In an ultimate miscarriage of justice, the dilemma of tribal law enforcement not having the authority to prosecute non-indigenous individuals results in the perpetrators frequently escaping accountability. These alarming rates of violence are so staggering that murder has become the third-leading cause of death among Native American women – a rate ten times higher than the national average. The scope and scale of the crisis has gotten so calamitous that Native American organizations and advocacy groups have begun to refer to the current situation as a genocide. Thus, outreach and spreading awareness is absolutely crucial in order to familiarize people with the severity of the crisis and encourage them to speak out to their communities.

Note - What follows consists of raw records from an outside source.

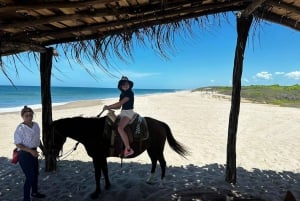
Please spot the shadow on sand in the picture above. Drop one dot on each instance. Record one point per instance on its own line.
(74, 180)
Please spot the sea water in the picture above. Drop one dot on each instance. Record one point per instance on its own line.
(14, 98)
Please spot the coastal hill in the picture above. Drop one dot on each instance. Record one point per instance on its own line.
(287, 96)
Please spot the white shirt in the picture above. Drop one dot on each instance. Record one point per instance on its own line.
(29, 137)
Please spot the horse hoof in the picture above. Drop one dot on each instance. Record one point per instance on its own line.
(94, 195)
(107, 187)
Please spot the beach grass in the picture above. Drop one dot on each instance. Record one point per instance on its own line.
(287, 96)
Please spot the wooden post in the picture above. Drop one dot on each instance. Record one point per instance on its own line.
(45, 72)
(243, 26)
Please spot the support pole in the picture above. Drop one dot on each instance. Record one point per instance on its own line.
(45, 73)
(243, 26)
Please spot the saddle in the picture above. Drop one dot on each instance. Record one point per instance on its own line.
(137, 131)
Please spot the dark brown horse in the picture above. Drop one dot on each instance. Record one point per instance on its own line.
(90, 132)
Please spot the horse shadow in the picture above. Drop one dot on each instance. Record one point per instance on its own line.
(74, 180)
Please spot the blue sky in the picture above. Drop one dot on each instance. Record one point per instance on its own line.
(206, 59)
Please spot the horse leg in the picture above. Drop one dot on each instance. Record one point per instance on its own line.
(163, 164)
(105, 173)
(97, 168)
(151, 177)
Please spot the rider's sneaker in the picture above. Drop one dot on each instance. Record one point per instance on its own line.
(128, 152)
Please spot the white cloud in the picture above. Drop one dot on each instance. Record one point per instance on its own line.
(293, 75)
(264, 75)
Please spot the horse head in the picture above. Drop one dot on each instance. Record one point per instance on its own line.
(57, 139)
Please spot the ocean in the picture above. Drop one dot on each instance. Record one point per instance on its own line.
(13, 99)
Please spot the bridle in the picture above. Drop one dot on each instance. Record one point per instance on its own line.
(63, 156)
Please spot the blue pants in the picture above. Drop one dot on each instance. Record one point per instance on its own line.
(30, 167)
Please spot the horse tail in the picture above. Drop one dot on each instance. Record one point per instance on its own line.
(174, 144)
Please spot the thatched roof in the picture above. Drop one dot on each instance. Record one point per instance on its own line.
(32, 25)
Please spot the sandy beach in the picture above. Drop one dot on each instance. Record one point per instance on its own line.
(268, 147)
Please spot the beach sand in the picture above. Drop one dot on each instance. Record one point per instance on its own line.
(268, 147)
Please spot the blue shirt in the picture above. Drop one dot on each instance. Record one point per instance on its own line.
(129, 104)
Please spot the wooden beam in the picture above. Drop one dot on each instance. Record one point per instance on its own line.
(243, 26)
(252, 7)
(45, 74)
(289, 7)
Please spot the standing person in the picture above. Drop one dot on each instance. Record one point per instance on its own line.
(27, 139)
(126, 101)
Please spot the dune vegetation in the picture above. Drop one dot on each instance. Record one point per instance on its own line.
(288, 96)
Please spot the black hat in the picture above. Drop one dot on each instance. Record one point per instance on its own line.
(123, 80)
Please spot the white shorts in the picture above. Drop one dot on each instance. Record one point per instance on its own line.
(127, 113)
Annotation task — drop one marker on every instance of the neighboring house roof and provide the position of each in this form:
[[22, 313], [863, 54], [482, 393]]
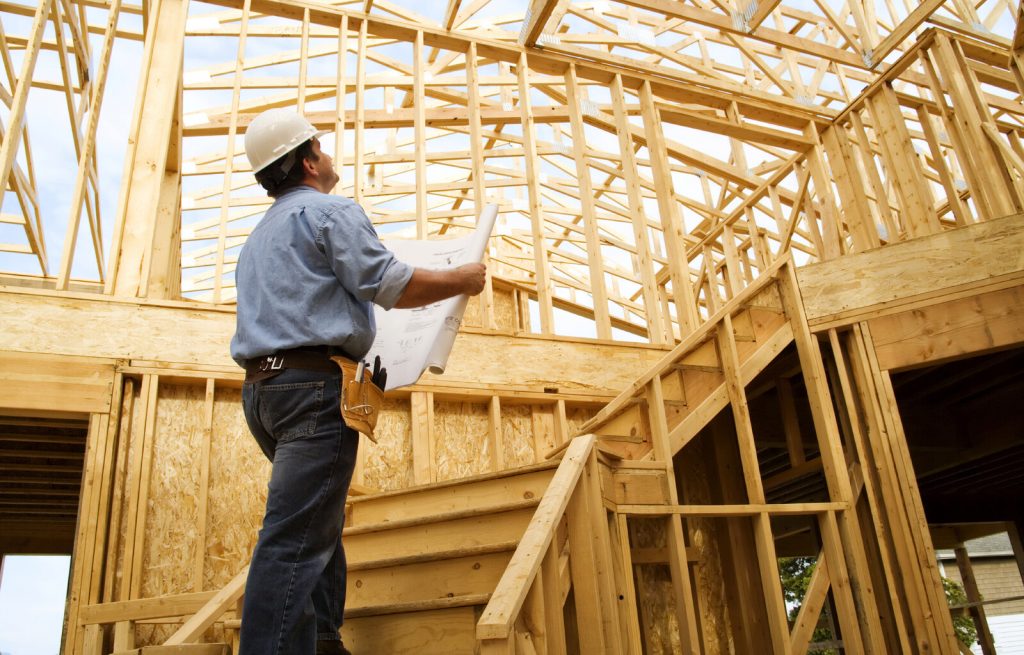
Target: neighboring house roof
[[991, 546]]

We invite you to read our newsletter and to educate yourself about the details of the predicament facing Native American women and hope that you will be spurred to take action and aid us in spreading awareness.
The Department of Sociology at Texas A&M University states in their territorial acknowledgement, “We acknowledge that Texas A&M University (College Station) is situated on the land of multiple Native nations, past and present. These original homelands are the territory of Indigenous peoples who were largely dispossessed and removed. We specifically acknowledge the traditional stewardship of this land by the Tonkawa, Tawakoni, Hueco, Sana, Wichita, and Coahuiltecan peoples. We pledge to support and advocate for the histories, cultures, languages, and territorial rights of historic Indigenous peoples of Texas and the Indigenous people that live here now. This statement affirms continuous Indigenous presence and rights, acknowledges the ongoing effects of settler colonization, and supports Indigenous struggles for political, legal, and cultural sovereignty.” If you are a student at Texas A&M University, we encourage you to keep this statement in mind.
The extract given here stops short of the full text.